The nickname Big data is used for anything which have to do something with storage, but people still do not understand exactly what that term technically refers to. What it has to do with Analytics ? Making it clear is necessary to divide the Big Data Archives in two distinct types: Big Data for analytics for Big Unstructured Data. That makes Management of Unstructured Data easier. The large data stores to perform statistical analysis has become a popular paradigm in the last decade and also thanks to many research projects that have been able to innovate the Management of Unstructured Data. This new technology has allowed researchers of any field of study to capture data in high quantities and with an ease that was not possible before.
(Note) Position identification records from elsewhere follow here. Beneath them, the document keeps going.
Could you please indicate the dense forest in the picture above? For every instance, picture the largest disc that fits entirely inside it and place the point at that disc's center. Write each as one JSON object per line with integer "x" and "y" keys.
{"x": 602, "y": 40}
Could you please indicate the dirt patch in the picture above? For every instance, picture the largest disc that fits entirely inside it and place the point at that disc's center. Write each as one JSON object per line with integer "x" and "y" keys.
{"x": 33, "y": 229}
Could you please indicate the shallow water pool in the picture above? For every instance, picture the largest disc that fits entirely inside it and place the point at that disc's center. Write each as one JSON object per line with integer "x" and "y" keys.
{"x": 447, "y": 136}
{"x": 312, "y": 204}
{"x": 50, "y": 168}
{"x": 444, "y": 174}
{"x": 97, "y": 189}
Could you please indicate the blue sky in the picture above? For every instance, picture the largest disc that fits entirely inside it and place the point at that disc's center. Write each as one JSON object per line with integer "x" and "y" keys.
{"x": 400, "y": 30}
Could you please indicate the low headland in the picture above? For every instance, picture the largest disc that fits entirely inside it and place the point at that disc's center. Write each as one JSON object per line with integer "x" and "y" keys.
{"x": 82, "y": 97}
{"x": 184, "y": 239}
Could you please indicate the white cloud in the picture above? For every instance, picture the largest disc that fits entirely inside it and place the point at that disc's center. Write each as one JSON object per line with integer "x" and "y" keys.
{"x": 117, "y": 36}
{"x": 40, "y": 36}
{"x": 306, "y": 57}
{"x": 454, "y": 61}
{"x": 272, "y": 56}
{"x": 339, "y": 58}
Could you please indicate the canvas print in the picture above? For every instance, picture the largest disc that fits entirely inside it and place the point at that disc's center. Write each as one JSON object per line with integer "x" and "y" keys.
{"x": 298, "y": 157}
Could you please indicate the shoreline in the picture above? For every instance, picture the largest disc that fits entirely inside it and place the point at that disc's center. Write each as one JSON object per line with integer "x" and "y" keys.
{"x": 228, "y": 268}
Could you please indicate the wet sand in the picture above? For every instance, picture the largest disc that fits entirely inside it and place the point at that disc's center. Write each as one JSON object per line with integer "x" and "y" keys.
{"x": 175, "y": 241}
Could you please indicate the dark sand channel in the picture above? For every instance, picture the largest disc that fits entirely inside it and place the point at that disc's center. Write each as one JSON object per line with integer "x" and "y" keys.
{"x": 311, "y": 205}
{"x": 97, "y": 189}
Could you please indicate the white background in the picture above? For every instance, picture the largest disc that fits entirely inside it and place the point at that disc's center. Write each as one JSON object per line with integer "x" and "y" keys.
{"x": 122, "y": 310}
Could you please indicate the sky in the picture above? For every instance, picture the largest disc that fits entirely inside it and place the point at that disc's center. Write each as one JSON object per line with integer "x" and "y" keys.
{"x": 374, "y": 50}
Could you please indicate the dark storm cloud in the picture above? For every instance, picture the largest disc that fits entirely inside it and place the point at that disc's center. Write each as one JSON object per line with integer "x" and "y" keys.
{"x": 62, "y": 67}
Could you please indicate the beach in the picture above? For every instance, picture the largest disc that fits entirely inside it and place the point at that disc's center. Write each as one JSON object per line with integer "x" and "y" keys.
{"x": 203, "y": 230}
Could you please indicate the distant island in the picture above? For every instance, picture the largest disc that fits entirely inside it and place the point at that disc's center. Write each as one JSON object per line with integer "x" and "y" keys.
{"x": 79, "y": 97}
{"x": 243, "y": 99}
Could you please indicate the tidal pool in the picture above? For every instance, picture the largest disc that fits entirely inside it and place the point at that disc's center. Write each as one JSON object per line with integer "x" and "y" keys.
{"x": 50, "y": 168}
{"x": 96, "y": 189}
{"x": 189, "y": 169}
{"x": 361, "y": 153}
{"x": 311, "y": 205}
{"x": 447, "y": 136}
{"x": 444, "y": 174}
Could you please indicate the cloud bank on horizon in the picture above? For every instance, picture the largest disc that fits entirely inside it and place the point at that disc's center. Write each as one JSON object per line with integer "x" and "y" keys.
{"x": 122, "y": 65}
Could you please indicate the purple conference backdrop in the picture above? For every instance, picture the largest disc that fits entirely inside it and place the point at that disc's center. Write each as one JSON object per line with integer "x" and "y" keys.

Think of any scope in which there are installed sensors that constantly capture information about a task and sent to a platform for analyzing and questioning to discern information. Agriculture, administration, medical all disciplines have benefited greatly from these innovations. This is the importance of Management of Unstructured Data.
Management of Unstructured Data : Basics
From here, however the problem of evolving traditional systems of storing large amounts of data in database technologies different from the one relational arises, which became every day more obsolete. Systems like Hadoop were then created as an alternative to relational model and they made it possible to store this massive amount of data such as large file threads. The phenomenon of Big Data for semi-structured data took birth.
Today we are witnessing a similar trend for unstructured data. Studies show that the requirements of data storage will grow by 30 times over the next decade. About 80 percent of these data are large files: office documents, movies, music, pictures. In a similar way as the databases has evolved over the past decade, the file system must now evolve as they are no longer the best way to store this data. They are not able to scale sufficiently and are becoming obsolete.
More on Management of Unstructured Data
An illustrative example is given by what Picasa does for us: up to a little ‘time ago we stored the images at their best in organizing a file system (possibly with a good backup). A folder per year, a month, or for a holiday and one for each party. Today we just unload all the images in a folder and Picasa reorders based on the date, location, face recognition or other metadata. With a smart query, we can view the images we are looking for very quickly, much faster than file systems. And we no longer have to worry about having a backup of that data so that we may store copies in the cloud automatically.